My mother is singing a song to Anne. Anne is jealous because Maria has two songs about her. Eve and I don’t have any songs, either. But my mother sings, “There was a little girl, and her name was Anne Elizabeth. And she was very beautiful. And her mother loved her very much.” Anne is delighted and claps her two-year old hands.
I remember my mother at the pool, Eve in one arm, Anne in the other. She sings Ring-Around-the-Rosy endlessly. Maria splashes by herself on the steps.
I remember fighting with my mother. I throw a blue plastic cup at her. We wrestle. I pin her and scream at her. What were we fighting about?
My mother comes at me. We are in my father’s kitchen. She grabs my hair and bangs my head against the brick floor in front of the fireplace. I am trapped my a chair. I hate her.
It’s 1975. I am 15 years old. I am sitting at my mother’s piano, writing on the inside cover of the hymn book. Dear Mom, I say. Or do I say Mommy? I’m sorry I have to leave, but you make my life too hard. But no matter what happens I’ll never call another woman Mother. I sign it: I love you. Your Daughter, Adele. I close the book and bury it in the piano bench. I go back to my room to finish packing. My father will be waiting for me.
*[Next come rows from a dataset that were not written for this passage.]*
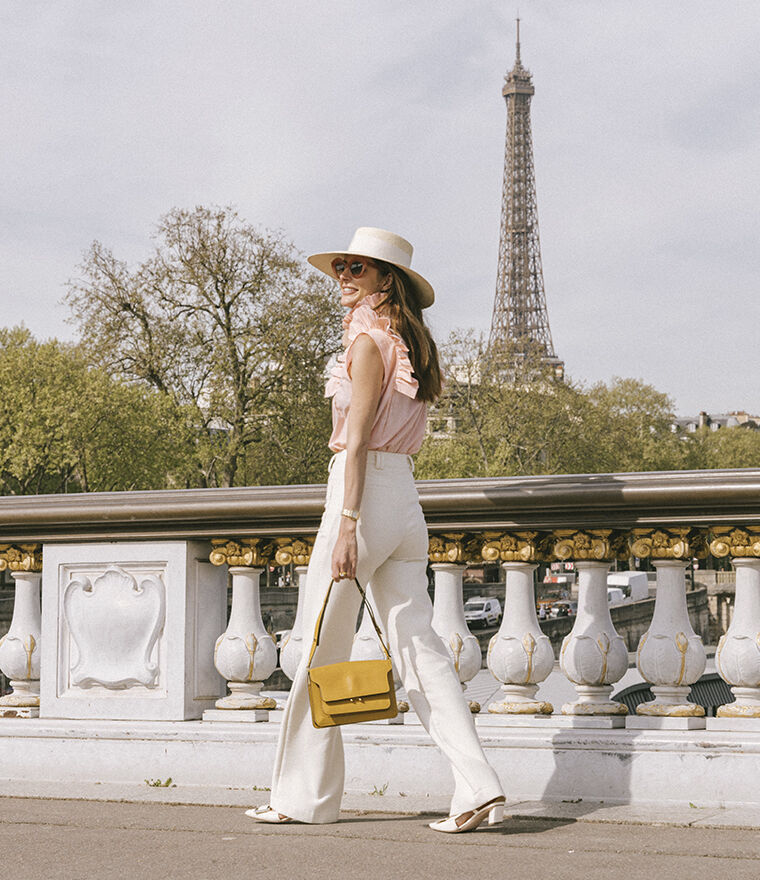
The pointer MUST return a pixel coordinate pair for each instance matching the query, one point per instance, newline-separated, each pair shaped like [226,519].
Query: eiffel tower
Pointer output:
[520,322]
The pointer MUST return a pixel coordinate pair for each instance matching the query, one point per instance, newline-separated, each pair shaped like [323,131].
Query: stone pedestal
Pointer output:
[128,630]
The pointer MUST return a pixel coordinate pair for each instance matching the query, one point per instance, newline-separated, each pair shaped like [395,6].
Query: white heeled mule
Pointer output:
[470,819]
[265,813]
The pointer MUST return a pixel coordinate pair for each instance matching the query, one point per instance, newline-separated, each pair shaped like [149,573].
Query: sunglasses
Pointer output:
[357,266]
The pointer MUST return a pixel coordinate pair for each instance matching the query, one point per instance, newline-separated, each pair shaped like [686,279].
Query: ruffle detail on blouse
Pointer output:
[364,319]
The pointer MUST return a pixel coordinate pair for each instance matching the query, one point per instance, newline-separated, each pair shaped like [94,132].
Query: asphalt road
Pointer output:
[87,840]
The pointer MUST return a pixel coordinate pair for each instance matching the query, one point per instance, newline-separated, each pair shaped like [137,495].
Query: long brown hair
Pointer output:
[406,320]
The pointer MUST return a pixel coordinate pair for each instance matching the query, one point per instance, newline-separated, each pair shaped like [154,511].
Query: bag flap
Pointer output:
[354,678]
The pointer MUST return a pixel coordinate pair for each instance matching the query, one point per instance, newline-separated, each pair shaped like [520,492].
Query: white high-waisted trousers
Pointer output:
[393,550]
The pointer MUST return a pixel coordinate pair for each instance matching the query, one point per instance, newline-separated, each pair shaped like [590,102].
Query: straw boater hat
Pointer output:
[379,244]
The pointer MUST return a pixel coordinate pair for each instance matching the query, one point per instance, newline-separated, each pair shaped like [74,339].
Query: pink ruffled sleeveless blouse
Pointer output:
[399,424]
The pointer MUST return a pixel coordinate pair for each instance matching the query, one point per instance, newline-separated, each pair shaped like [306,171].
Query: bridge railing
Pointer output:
[121,599]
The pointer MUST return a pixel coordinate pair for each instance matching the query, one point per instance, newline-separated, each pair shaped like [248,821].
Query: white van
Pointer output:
[481,611]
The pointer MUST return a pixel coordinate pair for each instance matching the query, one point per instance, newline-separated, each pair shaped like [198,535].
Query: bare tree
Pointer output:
[230,322]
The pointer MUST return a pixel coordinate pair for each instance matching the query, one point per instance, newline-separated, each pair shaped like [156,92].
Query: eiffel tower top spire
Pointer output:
[520,322]
[518,63]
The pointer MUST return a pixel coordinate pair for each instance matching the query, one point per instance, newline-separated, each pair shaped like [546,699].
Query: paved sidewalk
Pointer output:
[87,840]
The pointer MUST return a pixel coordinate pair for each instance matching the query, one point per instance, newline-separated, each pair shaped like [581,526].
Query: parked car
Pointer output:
[280,637]
[565,609]
[482,611]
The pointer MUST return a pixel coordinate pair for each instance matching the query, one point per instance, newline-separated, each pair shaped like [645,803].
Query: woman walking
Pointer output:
[373,529]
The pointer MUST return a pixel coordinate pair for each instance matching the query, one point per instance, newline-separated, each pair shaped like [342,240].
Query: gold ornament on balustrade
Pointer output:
[458,547]
[589,544]
[21,557]
[513,547]
[296,550]
[736,542]
[248,552]
[667,543]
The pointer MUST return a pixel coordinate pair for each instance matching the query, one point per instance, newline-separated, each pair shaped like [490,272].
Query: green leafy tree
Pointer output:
[737,447]
[65,426]
[228,322]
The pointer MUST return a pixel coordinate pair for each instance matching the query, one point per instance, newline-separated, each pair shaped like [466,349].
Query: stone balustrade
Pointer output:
[121,603]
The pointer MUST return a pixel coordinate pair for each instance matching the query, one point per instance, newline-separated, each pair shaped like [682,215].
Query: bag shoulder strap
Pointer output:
[365,603]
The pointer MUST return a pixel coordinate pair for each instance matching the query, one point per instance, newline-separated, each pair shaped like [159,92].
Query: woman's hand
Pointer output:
[344,552]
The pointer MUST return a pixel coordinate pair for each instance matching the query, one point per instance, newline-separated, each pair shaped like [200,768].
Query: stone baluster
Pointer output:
[448,555]
[245,654]
[519,655]
[737,658]
[593,656]
[20,647]
[299,552]
[670,654]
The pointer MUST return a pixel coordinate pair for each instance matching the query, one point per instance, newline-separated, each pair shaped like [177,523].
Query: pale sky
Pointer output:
[317,117]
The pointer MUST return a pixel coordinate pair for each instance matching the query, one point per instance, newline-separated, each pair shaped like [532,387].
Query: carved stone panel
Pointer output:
[128,630]
[114,622]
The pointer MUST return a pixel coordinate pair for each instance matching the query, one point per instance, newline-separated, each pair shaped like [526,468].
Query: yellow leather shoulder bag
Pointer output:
[352,691]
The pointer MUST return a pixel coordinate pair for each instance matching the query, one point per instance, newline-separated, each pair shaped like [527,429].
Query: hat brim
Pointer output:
[422,288]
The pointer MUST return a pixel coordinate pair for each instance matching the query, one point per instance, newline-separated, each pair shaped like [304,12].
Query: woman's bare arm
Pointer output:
[366,387]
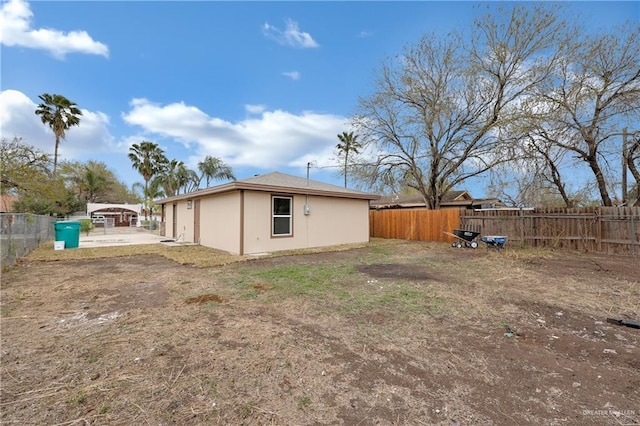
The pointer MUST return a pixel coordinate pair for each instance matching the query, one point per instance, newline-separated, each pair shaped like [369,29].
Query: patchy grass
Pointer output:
[387,332]
[198,256]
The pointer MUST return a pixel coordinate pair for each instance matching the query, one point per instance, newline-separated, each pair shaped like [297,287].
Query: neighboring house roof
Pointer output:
[277,182]
[450,199]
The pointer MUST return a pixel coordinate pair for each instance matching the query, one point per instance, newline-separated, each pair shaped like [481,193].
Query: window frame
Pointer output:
[280,216]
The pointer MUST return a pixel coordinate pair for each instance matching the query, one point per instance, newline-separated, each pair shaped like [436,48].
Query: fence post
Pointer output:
[599,230]
[633,232]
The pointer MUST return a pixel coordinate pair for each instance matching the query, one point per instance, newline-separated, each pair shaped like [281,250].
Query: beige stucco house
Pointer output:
[268,213]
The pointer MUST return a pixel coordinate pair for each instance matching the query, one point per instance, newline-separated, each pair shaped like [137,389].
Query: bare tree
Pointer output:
[437,112]
[590,96]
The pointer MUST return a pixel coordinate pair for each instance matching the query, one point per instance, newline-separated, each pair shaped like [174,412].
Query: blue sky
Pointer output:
[264,86]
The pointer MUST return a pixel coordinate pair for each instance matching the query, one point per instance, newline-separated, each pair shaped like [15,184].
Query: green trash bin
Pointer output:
[69,232]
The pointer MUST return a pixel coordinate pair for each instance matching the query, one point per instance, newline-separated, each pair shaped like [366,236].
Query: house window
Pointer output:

A dozen years go by. My mother is gone. I want to be happy again and have maybe have children of my own someday. I am sitting in Dr. Lake’s office. We’re trying hypnosis. She tells me I’m going to open a door and see a happy scene with my mother. I do. We are sitting on the bed at the house near Boston. It is 1965. I am five years old. We are waiting for a call from my father to tell us it is time to join him in Puerto Rico. My mother asks me how I imagine Puerto Rico will be. I am very excited. I will be riding a green bicycle, I tell her. A two-wheeler, on a sidewalk by the beach. And she’ll be there watching, waving. Watching. Waving.
Adele Hars is an American writer based in France, and the mother of two wonderful teens. She’s published hundreds of articles about technology, but sometimes she writes about other things, too.